Diversity is the hard currency of ecologists. Various statistics have been developed for summarizing the diversity of an ecological community. A commonly adopted summary statistic is the Shannon-Weiner index: H = −Σpilnpi, where pi is the frequency of the ith species. In addition, species richness (the number of different species) often is reported, and recent work emphasizes the importance of accurate estimates of species richness when ecological communities and processes that affect the composition of communities and the function of ecosystems are described (5). The significance of diversity is often inferred by comparing communities characterized from different environments. Typically, such comparisons rely on standard measures of overlap, including the percentage of species shared by two communities or similarity indices. One of the indices used is Sorensen's index: S = S12/[0.5(S1 + S2)], where S12 is the number of species common to both sites and Si is the number of species found at site i.
A limitation of traditional statistics for describing and comparing diversity is that species (or operational taxonomic units [OTUs]) are defined inconsistently. For instance, Kroes et al. (6) defined an OTU as a 16S ribosomal DNA (rDNA) sequence group in which sequences differed by less than 1%. By contrast, the definition of McCaig et al. (11) included sequences that were less than 3% different, and other studies have used 5% as the magic number. The lack of consensus limits the comparative utility of statistics based solely on identification of species (or OTUs). A second, and perhaps more important, limitation of the standard statistics of diversity is that OTUs are counted equivalently even though some may be highly divergent and phylogenetically unique, whereas others may be part of a closely related group of species and are therefore phylogenetically redundant (4). The contrast can be illustrated by comparing two hypothetical communities in which the numbers of species, the richness profiles of species, and the rarefaction profiles are identical but which differ in the magnitude of phylogenetic diversity (i.e., the degree of divergence among the sampled sequences). Standard ecological statistics of diversity would miss the genetic difference between the two communities, and ecologists would most likely consider the two communities equally diverse when, in fact, one community harbors more genetic diversity (or disparity) than the other. Because genetic variation and phenotypic variance often are positively correlated in populations of animals (12), plants (7), and microbes (15), descriptions of microbial communities based on DNA data should include information about diversity and disparity. This is especially important in light of studies demonstrating an association between ecosystem function and community diversity (14, 28).

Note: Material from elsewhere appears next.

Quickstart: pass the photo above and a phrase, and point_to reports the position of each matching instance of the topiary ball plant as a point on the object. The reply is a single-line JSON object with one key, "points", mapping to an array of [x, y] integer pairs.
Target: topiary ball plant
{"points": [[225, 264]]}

In this review I introduce various statistics borrowed from population genetics and systematics for describing and comparing the diversity evident from samples of gene sequences. I briefly introduce the statistics and methodological underpinnings of tests for differences between communities, and I use the methods to analyze well-described microbial communities. I show that information gained from analysis of DNA sequences provides the basis for statistical analysis of communities in ways that advance inferences about the processes that may govern the compositions and functions of microbial communities. Furthermore, the advocated analytical approaches make it possible to accomplish broad comparisons of ecological communities. The methods of analysis explored in this paper are meant to be complementary to other methods, such as the robust estimation of richness advocated by Hughes et al. (5) and approaches for estimating functional properties of bacteria from phylogenetic inference (16).